Так отдавались задолго до того, как в раздираемой противоречиями душе европейского человека родилось понятие любви, — зазубрив его от века (или выдумывая каждый раз наново), европеец стал самым уязвимым существом в цепи творения, жертвою голода, утоляемого лишь пресыщением; и изобрел литературу, единственной темой которой взял надуманные гримасы любви — вместо веры, единственной истинной темы. Как поворачивается язык говорить такое?

А с другой стороны — так ли уж важно, если женщина, сбитая с толку причудами собственных чувств, измученная, напуганная властно возникающими из ниоткуда призраками своего же «я», страшными, меняющими маски; так ли уж важно, если такая женщина, подобно испугавшемуся смерти солдату, бросается очертя голову в самую гущу mêlèe[30] , дабы ранить тех, кого больше всего любит, кем больше всего восхищается, — Клеа, меня, Нессима, в конце концов. Есть люди, рожденные приносить в мир добро и зло в количествах неизмеримо больших, чем мы все — неосознанные носители неизлечимых болезней. Мне кажется, стоит присмотреться к ним повнимательней, возможно, именно они подстрекают творение быть, не застывать на месте — каждой очередной ступенью своего падения, той порчей и неразберихой, что сеют они вокруг себя или, может быть, ищут. Даже теперь я не решился бы назвать ее глупой или бесчувственной: вот только разобраться с происходящим в ней самой она была неспособна («камера-обскура сердца»), никак не могла поймать в нужную рамку пугающий образ собственной бессмысленности в мире повседневных действий. Пропасть, что окружала ее со всех сторон, была — утрата смысла, утрата умения наделять смыслом вещи, убившая в ней способность радоваться, — живорожденная мораль души, открывшей для себя королевский путь к счастью, души, которая уже не способна устыдиться собственной наготы. Легко мне наводить критику теперь, когда я чуть дальше вижу, чуть дальше могу проследить линии: ее предначертания и моего. Я знаю, она должна была очень стыдиться той злой шутки, которую она сыграла со мной, и той опасности, которой она меня подвергала. Однажды в кафе «Эль Баб», где мы сидели, говорили и пили арак, она вдруг разрыдалась и принялась целовать мне руки, повторяя: «Ты хороший, ты по-настоящему хороший человек. Знал бы ты, как мне стыдно». Чего? Своих слез? Я как раз говорил о Гёте. Дурак! Глупец! Мне казалось тогда — ее тронула сила, с которой я выражал свои мысли. Я делал ей подарки. Клеа тоже, она и сейчас делает ей подарки; но удивительное дело — чувство вкуса изменяет этой одареннейшей и тончайшей из художниц. Серьги и броши — дорогая дешевка, вполне достойная Александрии! Я отказываюсь понимать подобные вещи, разве что безмозглая любовь способна…

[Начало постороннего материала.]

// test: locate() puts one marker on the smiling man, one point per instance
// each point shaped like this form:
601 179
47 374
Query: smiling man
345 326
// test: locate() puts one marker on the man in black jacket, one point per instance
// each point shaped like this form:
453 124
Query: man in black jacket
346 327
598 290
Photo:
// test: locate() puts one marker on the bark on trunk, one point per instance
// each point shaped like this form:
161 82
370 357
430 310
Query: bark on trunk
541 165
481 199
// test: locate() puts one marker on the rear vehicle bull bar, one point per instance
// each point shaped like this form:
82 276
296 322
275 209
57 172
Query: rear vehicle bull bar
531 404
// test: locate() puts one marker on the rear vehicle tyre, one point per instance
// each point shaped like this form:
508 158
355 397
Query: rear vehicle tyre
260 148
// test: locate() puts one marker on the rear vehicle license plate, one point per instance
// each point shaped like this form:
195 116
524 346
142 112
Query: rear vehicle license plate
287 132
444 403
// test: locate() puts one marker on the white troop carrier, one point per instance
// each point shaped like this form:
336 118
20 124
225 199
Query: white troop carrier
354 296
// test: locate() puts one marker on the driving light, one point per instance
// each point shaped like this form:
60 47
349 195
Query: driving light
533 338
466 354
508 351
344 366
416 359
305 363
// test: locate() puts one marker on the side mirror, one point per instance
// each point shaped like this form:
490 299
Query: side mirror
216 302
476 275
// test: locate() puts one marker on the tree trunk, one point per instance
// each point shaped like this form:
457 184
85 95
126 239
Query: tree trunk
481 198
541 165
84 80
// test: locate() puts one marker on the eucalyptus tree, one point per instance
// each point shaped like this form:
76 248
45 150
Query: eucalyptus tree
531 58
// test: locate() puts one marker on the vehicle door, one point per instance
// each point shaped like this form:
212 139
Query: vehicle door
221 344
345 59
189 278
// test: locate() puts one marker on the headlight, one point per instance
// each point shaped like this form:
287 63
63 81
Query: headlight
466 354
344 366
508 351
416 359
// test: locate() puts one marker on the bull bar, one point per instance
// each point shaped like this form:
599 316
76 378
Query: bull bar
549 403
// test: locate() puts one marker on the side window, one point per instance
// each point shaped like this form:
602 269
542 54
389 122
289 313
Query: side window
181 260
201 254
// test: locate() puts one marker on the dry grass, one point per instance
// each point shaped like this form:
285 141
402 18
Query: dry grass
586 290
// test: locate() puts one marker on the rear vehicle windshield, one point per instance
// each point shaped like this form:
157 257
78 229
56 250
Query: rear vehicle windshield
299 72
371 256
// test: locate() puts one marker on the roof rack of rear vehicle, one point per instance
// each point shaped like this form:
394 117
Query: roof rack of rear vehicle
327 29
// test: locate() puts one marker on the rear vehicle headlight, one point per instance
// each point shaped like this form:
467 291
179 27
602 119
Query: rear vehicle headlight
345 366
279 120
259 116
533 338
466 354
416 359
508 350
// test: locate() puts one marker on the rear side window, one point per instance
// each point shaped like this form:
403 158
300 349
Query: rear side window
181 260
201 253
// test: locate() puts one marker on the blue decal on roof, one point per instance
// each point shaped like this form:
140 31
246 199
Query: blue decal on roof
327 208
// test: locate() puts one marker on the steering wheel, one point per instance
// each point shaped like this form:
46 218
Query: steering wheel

Нет, просто голову сломаешь; мне сейчас пришел , на память один из сухих — на полях — комментариев Бальтазара по этому самому поводу. «Почему-то общепринято, — пишет он, — напускать на себя в подобных случаях высокоморальный тон — но кто станет мучиться совестью, протянув руку и сорвав спелое яблоко, которое лежит на нагретой солнцем стене сада? У большинства женщин, сходных с Жюстин по темпераменту и происхождению, не хватило бы духу подражать ей, даже если б то им было позволено. Разве не душевное расточительство — жить снами и болезни воображаемые трансформировать в реальные, так чтобы врач, когда бы ни пришел, находил горячий лоб и виновато опущенные глаза? Ну, не знаю. Трудно вычленить моральный аспект в свободно совершенном действии.